Warning: the following is dangerous, as it rewrites history. Always make sure you have a backup of your repo before doing any kind of major history rewriting like this.
Replace the hash in the following with the hash of the parent of the commit you want to have as your new first commit.
git filter-branch --parent-filter '
read parent
if [ "$parent" = "-p 5bdd44e5919cb0a95a9924817529cd7c980f88b5" ]
then
echo
else
echo "$parent"
fi'
This rewrites the parents of each commit; for most commits, it leaves them the same, but the one with the parent matching the given hash, it replaces with an empty parent, meaning it will now become a commit with no parent. This will detach all of your old history.
Note that if what you want to be your first commit is a merge commit, you’ll need to match against something like -p parent1 -p parent2 -p parent3
for each of the parents of the merge commit, in the correct order.
If you want to apply this to all branches and tags instead of just the current branch, pass in --all
at the end of the command (after the script).

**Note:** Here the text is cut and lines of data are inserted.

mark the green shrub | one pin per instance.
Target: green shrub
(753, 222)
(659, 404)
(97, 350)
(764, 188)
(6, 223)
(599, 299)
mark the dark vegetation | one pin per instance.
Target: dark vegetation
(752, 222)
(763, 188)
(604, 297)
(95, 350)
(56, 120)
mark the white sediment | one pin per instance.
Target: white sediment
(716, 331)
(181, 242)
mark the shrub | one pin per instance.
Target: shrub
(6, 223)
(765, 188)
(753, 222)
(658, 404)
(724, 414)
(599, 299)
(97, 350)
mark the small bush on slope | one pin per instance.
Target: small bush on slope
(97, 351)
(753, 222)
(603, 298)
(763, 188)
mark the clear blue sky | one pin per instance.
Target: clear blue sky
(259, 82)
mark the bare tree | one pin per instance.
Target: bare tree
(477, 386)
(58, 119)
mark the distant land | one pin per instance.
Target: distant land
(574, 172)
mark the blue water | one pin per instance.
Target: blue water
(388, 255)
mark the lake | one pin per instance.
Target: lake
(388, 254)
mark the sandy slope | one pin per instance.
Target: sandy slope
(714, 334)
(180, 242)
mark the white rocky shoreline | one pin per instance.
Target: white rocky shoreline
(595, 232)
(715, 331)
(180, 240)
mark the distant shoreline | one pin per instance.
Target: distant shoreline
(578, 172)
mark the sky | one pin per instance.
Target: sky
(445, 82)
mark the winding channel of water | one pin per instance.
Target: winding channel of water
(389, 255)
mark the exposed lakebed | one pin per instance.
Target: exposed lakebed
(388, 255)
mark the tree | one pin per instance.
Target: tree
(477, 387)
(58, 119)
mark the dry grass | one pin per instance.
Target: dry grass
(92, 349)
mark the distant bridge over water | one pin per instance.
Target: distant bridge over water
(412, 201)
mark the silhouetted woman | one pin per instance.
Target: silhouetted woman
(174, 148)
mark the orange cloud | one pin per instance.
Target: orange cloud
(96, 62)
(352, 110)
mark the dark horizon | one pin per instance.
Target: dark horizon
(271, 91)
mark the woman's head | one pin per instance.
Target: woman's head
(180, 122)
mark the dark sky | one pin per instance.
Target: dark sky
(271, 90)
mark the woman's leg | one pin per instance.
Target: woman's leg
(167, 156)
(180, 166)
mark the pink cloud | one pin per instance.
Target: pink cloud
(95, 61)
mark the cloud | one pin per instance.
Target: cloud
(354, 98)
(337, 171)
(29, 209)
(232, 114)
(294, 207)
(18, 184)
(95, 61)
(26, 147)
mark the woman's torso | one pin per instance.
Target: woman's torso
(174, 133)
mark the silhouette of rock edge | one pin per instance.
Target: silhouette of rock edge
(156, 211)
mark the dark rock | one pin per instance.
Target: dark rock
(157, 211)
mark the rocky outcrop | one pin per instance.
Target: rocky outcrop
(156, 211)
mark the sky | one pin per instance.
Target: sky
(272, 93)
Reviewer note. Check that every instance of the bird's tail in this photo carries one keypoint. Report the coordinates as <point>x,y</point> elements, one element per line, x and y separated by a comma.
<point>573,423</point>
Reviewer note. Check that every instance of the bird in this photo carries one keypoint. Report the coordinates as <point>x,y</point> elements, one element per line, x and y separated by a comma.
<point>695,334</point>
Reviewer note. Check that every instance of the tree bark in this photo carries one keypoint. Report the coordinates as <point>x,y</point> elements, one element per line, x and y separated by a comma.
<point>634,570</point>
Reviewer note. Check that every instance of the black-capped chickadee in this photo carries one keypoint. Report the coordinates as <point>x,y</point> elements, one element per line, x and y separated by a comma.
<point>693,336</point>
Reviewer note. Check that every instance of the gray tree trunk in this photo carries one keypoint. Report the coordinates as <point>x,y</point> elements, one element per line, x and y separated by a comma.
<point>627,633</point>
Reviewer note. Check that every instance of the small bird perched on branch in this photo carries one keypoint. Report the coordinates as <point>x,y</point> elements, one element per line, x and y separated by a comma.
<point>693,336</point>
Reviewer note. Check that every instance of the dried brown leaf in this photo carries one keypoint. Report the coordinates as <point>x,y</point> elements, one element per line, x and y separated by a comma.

After you have done this, and checked that it worked properly, you can delete the original branch and run a gc
to clean out the now unreferenced commits:
git update-ref -d refs/original/refs/heads/master
Note that since git
tends to try to preserve data, in order to actually free up the space you will also have to remove the commits from your reflog, and then run the gc
to clean it up.
git reflog expire --expire-unreachable=all --all
git gc --prune=all
If you are not doing this to save space or eradicate the old commits, you can keep the old history around in a branch, such as git branch old-master refs/original/refs/heads/master
; you can even “virtually reattach” it using git replace
, at which point you would have two unconnected histories (so when you push to a remote repo, you’ll only push the truncated history) but when you look through history in your local repo you will see the full history.